Optimized Buffering for Time-Triggered Automotive Software
The development of an automotive system involves the integration of many real-time software functionalities, and it is of utmost importance to guarantee strict timing requirements. However, the recent trend towards multi-core architectures poses significant challenges for the timely transfer of signals between processor cores so as to not violate data consistency. In this light, the automotive industry has shown great interest in using the Logical Execution Time (LET) task model for designing time-triggered multi-core systems.

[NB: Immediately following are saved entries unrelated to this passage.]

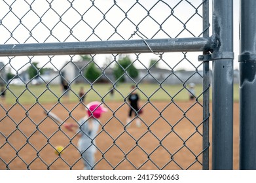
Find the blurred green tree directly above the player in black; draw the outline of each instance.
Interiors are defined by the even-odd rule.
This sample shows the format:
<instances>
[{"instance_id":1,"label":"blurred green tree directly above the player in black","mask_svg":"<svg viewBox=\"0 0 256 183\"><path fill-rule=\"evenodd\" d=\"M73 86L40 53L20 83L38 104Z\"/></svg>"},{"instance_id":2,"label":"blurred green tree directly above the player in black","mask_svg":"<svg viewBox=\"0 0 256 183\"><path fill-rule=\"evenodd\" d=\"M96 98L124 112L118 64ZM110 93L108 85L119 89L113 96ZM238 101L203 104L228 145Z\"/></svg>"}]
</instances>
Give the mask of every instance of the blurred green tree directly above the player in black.
<instances>
[{"instance_id":1,"label":"blurred green tree directly above the player in black","mask_svg":"<svg viewBox=\"0 0 256 183\"><path fill-rule=\"evenodd\" d=\"M119 82L124 82L125 71L128 73L128 75L131 78L137 78L137 76L139 75L139 71L132 64L132 61L128 56L125 56L124 58L119 59L119 63L115 65L114 76L116 80L119 80Z\"/></svg>"}]
</instances>

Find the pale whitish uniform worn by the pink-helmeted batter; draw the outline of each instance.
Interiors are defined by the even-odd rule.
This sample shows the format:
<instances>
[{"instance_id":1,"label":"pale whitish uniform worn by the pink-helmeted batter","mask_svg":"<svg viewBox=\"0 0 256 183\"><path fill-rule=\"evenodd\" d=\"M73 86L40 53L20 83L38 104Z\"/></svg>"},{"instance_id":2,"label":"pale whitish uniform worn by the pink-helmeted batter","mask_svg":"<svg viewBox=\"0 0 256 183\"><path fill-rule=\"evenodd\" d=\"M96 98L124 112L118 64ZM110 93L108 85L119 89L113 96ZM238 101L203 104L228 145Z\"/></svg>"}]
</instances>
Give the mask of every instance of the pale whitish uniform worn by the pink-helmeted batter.
<instances>
[{"instance_id":1,"label":"pale whitish uniform worn by the pink-helmeted batter","mask_svg":"<svg viewBox=\"0 0 256 183\"><path fill-rule=\"evenodd\" d=\"M92 129L89 127L89 122L92 122ZM87 116L79 120L79 128L77 133L81 135L78 141L78 148L84 161L84 169L93 169L95 164L94 154L96 153L95 137L98 133L100 122L95 118L88 119Z\"/></svg>"}]
</instances>

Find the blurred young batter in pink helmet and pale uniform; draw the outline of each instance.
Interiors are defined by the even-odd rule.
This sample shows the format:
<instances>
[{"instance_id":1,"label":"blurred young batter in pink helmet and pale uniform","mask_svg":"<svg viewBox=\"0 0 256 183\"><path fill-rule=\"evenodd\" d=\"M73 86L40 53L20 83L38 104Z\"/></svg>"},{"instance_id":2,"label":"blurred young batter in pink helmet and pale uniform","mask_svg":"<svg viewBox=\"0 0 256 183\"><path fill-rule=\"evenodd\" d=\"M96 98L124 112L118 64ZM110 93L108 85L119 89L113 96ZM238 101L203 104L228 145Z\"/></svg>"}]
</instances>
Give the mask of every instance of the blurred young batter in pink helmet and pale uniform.
<instances>
[{"instance_id":1,"label":"blurred young batter in pink helmet and pale uniform","mask_svg":"<svg viewBox=\"0 0 256 183\"><path fill-rule=\"evenodd\" d=\"M100 102L94 101L86 105L86 116L79 120L79 125L65 124L64 127L69 131L73 131L73 127L77 128L79 136L78 148L84 161L84 169L92 170L95 165L94 154L96 153L95 137L100 127L99 118L103 112L107 112L107 108L103 107Z\"/></svg>"}]
</instances>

The objective of this project has been to develop buffering optimisation algorithms and heuristics for LET-based automotive software on multi-core architectures that reduce the memory needed for buffering (memory utilisation), the overall time to execute all tasks (processor utilisation), and the time the system takes to respond to an input (response time). The project has delivered a comprehensive set of algorithms, optimisations, and heuristics, and a selection of these have been prototyped and evaluated. Our preliminary results suggest that the prototyped algorithms and heuristics are already enough to reduce the memory needed for the buffers without harming processor utilisation. The prototyping and extensive evaluation of the remaining optimisations is ongoing work.

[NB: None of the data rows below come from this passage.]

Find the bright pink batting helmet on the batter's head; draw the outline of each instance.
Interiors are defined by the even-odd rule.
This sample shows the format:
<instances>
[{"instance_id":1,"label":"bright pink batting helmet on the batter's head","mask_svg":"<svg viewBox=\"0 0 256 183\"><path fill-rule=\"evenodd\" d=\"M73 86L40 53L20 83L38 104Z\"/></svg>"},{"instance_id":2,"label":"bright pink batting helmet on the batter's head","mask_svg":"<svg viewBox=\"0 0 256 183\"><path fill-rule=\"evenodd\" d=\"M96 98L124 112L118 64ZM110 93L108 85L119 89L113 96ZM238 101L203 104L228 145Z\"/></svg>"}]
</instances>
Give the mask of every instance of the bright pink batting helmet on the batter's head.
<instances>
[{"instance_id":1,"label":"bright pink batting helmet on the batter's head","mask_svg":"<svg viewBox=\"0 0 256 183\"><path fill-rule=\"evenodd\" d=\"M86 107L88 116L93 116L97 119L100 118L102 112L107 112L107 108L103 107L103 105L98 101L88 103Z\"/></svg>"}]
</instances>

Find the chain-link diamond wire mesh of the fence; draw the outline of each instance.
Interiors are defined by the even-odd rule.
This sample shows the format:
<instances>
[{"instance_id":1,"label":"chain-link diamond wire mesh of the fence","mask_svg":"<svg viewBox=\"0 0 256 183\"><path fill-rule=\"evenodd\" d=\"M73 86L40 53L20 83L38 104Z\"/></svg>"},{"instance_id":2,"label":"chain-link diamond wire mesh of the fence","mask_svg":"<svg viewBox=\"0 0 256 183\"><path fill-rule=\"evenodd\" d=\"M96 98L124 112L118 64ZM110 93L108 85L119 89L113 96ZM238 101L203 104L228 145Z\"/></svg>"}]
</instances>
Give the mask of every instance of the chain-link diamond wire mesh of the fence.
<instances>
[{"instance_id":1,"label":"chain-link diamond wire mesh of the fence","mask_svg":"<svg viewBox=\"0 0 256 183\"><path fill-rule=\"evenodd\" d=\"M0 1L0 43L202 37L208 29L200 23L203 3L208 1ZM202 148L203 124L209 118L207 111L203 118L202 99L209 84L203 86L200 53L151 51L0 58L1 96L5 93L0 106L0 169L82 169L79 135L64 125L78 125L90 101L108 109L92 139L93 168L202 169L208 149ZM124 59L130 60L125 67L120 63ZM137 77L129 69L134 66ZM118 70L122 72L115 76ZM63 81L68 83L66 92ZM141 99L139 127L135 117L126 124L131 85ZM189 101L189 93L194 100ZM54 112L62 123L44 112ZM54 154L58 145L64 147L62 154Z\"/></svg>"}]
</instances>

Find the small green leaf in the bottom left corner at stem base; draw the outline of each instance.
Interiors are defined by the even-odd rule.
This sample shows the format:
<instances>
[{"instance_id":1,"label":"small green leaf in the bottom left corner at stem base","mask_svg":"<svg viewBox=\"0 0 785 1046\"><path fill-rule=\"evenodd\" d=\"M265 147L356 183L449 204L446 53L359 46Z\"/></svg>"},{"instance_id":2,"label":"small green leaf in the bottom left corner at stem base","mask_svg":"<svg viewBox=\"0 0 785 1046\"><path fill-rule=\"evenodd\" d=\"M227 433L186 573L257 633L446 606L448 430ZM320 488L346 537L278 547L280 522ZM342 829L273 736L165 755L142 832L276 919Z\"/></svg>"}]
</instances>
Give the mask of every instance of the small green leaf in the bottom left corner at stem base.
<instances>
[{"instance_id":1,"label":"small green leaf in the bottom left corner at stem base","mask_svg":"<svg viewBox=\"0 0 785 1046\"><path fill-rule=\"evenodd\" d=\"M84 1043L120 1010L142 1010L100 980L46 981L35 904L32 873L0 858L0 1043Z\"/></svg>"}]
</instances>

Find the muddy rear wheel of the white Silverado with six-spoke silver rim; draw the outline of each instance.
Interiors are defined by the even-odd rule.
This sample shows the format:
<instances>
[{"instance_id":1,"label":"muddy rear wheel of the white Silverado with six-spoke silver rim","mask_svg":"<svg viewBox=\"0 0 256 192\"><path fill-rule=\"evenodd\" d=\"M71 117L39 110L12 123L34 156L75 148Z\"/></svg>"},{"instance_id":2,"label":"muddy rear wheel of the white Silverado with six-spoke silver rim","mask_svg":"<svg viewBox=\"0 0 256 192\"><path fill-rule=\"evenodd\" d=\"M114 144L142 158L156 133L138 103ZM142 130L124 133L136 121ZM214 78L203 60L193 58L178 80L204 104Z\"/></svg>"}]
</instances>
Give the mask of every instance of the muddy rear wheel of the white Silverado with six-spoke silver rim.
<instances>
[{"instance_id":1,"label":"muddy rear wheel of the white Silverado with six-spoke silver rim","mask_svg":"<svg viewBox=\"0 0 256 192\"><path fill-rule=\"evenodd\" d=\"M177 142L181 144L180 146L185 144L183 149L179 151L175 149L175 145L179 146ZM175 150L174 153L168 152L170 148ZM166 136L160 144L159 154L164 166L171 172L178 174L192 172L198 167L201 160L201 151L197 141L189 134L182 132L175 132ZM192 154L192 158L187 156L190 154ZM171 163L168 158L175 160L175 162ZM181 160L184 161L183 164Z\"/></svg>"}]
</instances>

A key step in achieving the project objective was the adaptation of the Dynamic Buffering Protocol (DBP), to satisfy the strict timing requirements of LET, resulting in our Static Buffering Protocol (SBP) that handles data with multiple writers, identifies data writes that can be skipped without violating data-age constraints, and merges buffers that are never needed at the same time. Well-known optimisation frameworks based on mixed-integer linear programming and genetic algorithms were used to allocate tasks to cores and buffers to memories, and to statically schedule the execution of task within their LET, such that the buffer access times and task execution times are minimised. Our optimisations support cores of different execution speeds, and checks that all memories have enough space for their allocated buffers. Moreover, either our SBP protocol or the traditional Point-to-Point (PTP) protocol can be chosen for each task communication. Lastly, we proposed an approach for reducing the response time of automotive software by successively scaling down the timing parameters of all tasks until a task deadline cannot be met.